= Joseph R. Marbach =

American academic and university administrator

Joseph R. Marbach is an American academic and university administrator who served as the president of Georgian Court University from 2015 to 2025.

== Education ==
Marbach graduated magna cum laude from La Salle University with a B.A in Political Science in 1983. He obtained his a M.A. and Ph.D. in Political Science from Temple University in 1986 and 1993, respectively.

== Career ==
Marbach began his academic career in 2000 at Seton Hall University, where he served as a professor and chair of the Department of Political Science. He later became the acting chair of the Department of African Studies and co-founder of the Center for Community Research and Engagement. From 2006-10, he was appointed dean of the College of Arts and Sciences.

In 2010, Marbach became provost and vice president for academic affairs at La Salle University. He became the president of Georgian Court University on July 1, 2015, and remained in that position until his retirement in 2025.

== Publications ==

=== Books and edited volumes ===

- Marbach, Joseph R., Ellis Katz, and Troy E. Smith, eds. 2006. Federalism in America: An Encyclopedia. Westport, CT: Greenwood Press.
- Marbach, Joseph R., ed. 2004. Opening Cybernetic Frontiers: Cities of the Prairie. New Brunswick, NJ: Transaction.

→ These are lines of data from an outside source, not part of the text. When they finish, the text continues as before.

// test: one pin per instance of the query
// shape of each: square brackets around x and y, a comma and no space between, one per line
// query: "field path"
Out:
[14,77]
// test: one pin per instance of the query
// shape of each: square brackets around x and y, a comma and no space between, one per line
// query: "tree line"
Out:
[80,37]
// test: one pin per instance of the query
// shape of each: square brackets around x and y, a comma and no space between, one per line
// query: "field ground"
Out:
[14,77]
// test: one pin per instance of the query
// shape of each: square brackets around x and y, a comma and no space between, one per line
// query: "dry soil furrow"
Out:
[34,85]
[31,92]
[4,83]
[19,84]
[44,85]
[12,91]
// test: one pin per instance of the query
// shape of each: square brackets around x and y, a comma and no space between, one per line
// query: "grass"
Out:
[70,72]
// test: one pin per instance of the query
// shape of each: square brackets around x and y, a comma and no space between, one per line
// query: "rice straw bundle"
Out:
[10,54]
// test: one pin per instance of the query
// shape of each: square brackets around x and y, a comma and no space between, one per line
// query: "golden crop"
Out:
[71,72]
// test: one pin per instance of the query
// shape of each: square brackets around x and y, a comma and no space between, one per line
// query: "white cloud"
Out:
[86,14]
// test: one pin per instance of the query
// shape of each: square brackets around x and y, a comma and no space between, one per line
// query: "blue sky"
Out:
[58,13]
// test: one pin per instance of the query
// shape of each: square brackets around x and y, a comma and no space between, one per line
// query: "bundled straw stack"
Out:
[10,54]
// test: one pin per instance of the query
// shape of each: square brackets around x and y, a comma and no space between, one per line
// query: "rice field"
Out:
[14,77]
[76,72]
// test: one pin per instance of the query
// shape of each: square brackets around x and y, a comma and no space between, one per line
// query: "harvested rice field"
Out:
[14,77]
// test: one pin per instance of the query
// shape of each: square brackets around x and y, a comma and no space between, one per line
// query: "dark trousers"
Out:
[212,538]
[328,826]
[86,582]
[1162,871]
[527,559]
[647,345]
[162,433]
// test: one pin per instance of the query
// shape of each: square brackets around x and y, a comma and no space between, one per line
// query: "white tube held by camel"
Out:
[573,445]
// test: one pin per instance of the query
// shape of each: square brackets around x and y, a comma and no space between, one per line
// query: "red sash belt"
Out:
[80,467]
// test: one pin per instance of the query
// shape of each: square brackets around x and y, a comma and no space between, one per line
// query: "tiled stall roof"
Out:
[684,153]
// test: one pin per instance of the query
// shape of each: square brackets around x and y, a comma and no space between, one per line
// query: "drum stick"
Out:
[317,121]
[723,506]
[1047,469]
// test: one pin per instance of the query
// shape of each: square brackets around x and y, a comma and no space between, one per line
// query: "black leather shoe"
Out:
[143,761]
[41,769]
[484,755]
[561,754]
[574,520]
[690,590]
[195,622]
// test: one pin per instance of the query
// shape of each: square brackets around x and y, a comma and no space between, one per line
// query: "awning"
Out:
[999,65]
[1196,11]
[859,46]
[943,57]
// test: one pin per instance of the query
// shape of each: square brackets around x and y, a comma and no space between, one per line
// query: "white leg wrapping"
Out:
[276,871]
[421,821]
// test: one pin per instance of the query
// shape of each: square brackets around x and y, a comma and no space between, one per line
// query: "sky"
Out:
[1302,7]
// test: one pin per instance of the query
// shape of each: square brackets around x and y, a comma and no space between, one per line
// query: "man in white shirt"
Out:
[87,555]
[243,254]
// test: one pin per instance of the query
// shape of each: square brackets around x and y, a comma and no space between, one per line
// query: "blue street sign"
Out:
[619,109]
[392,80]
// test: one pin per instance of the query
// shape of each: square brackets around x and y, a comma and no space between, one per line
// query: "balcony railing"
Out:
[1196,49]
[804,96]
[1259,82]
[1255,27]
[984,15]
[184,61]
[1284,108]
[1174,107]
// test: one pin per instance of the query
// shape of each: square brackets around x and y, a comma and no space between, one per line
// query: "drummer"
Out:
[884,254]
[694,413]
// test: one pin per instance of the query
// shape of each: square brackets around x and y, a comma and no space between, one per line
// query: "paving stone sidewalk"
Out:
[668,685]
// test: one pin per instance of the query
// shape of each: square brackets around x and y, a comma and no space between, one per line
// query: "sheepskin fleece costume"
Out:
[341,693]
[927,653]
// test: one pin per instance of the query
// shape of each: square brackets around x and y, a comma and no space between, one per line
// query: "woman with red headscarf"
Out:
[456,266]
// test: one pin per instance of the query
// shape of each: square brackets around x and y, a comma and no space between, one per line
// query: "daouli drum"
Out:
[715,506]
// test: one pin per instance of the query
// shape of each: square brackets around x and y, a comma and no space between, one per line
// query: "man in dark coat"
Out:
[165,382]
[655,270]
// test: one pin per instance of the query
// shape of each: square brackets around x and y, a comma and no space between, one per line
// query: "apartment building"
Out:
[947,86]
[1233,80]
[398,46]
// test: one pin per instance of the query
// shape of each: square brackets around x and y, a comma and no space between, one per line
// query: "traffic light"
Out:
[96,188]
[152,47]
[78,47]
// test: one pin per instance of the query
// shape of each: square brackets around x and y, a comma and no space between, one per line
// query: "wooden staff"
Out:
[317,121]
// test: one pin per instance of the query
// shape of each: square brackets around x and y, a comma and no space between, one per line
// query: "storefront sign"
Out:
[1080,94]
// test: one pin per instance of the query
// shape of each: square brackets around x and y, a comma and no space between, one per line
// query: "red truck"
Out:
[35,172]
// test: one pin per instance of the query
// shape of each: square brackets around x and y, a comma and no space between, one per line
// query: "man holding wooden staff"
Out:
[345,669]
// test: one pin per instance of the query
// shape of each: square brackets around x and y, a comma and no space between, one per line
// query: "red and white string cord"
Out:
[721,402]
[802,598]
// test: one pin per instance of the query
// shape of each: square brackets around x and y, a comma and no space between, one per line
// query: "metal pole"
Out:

==== Book chapters and contributions ====

- Marbach, Joseph R. 2009. "History and Politics." In Mapping New Jersey: An Evolving Landscape, eds. Maxine Lurie and Peter O. Wacker. New Brunswick: Rivergate Books, 195–198.
- Marbach, Joseph R. 2003. "Garrett Defeats Sumers in New Jersey's Fifth District Race." In The Roads to Congress, 2002, eds. Sunil Ahuja and Robert Dewhirst. Mansfield, OH: Book Masters, 85–96.
- Marbach, Joseph R. 2001. "Santorum Defeats Klink in Pennsylvania's Senate Race." In The Roads to Congress, 2000, eds. Robert Dewhirst and Sunil Ahuja. Belmont, CA: Wadsworth, 199–211.
- Marbach, Joseph R. 1999. "Smith Defeats Schneider in New Jersey's Fourth District Race." In The Roads to Congress, 1998, eds. Robert Dewhirst and Sunil Ahuja. Belmont, CA: Wadsworth, 13–22.

=== Articles ===

- Marbach, Joseph R. and J. Wesley Leckrone. 2002. "Intergovernmental Lobbying for the Passage of TEA-21." Publius: The Journal of Federalism 32:1 (Winter): 45–64.
- Marbach, Joseph R. 1999. "A Resource Guide to the Study of Contemporary Pennsylvania Politics and Government." Commonwealth: A Journal of Political Science 10: 88–103.
- Marbach, Joseph R. 1999. "Riverboat Gambling in Illinois: A Policy Assessment." Gaming Law Review 3 (2/3): 151–56.
- Marbach, Joseph R. 1999. "Winners or Losers? The Economic Impact of Riverboat Gambling on Joliet, IL and the Quad Cities." Current Politics and Economics of the United States 3 (1): 53–83.

== Personal life ==
Marbach and his wife, Paula, have three children.